WIP - goal is to think through the transformations that we'll likely need the most given our values, and not get confused with transformations that we might find commonly with out toolset which are usually geared toward analysis rather than migration.
Most Common
Mapper / Cross walk (likely the most common activity)
- Map field name A → B
Filter
- Discard field, row, etc
- Validation
- Normalization
ID Replacement
- Replace an ID with another. Usually from some structural difference in schemas.
Aggregator
- Add known values from source B not present in source A
- Join data into aggregate roots
Less likely to be needed
De-duplication
- Identify and remove duplicates
Pivot
- e.g. pivot table. Often used to de-normalize. In migrating from transactional to transactional system we're not likely to need this often.
Nifi and Transformations?
Key Question is we know that Nifi /can/ do these things, the question is it the best tool for this job? Key concern with Nifi has been managing it.

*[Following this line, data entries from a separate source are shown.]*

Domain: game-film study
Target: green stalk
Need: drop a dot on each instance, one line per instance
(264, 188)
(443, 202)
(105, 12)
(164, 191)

Batch transformation with Streams
- On joining streams: https://debezium.io/blog/2018/03/08/creating-ddd-aggregates-with-debezium-and-kafka-streams/
- An alternative that publishes an aggregate (domain root) before it hits the stream: https://debezium.io/blog/2018/09/20/materializing-aggregate-views-with-hibernate-and-debezium/
- Note: this would require modifying the source system, which for this project is less attractive.